TheyWorkForYou now finds whenever an old version of Hansard is referenced (which they do by date and column number, e.g. Official Report, 29 February 2008, column 1425) and turns the citation into a link to a search for the speeches in that column on that date. This only really became feasible when we moved server, upgraded Xapian, and added date and column number metadata (among others), allowing much more advanced and focussed searching – the advanced search form gives some ideas. Perhaps in future we’ll be able to add some crowd-sourcing game to match the reference to the exact speech, much like our video matching (nearly 80% of our archive done!). 🙂
Kudos to Google and Yahoo! for spotting this change within a couple of days, as they’re now so busy crawling everything for changes that they’re slowing the whole website down… 😉
Seems Yahoo parses the robots file in an interesting way. Firstly, our file was wrong for not including the Disallow lines for Yahoo as well – explaining why Yahoo was browsing the /user. But not why it was going quickly still.

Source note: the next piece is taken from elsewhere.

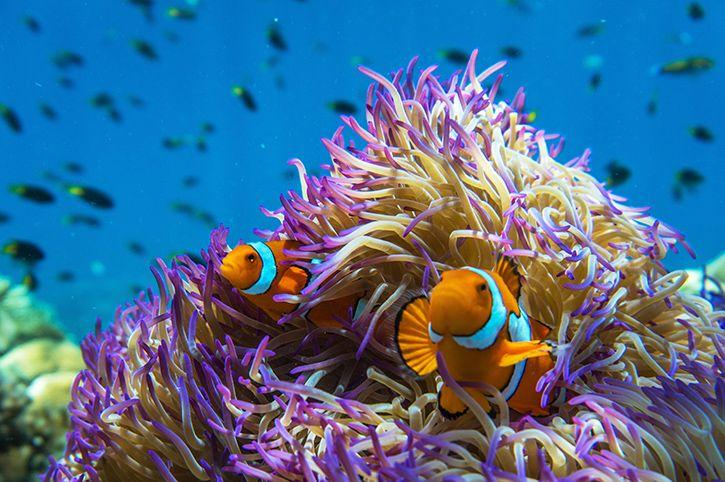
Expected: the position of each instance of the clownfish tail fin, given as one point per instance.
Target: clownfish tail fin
(411, 337)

Matthew’s patch to our robots.txt:
https://secure.mysociety.org/cvstrac/chngview?cn=12284
For what it’s worth, quotations in the Scottish Parliament text on TheyWorkForYou should mostly link to the quoted text by using a different mechanism – the parser tries to match substrings of the quotation in the speeches from the particular day that’s referenced. This isn’t generally useful in the same way, of course, but I thought it worked surprisingly well, and is perhaps worth mentioning in this context.
“Perhaps in future we’ll be able to add some crowd-sourcing game to match the reference to the exact speech”
I don’t think you need to do this (in most cases, anyway) based on the experience of automatic matching of quotations in the SP parser.
The problem is there is no quote – they simply say “I refer the hon. Gentleman to the previous answer I gave [Official Report, 29 February 2008, column 1425]” – so there’s no way to know which speech/answer within that column they mean automatically (it could try and match e.g. speaker name, even subject, but that’s hard graft for not much gain).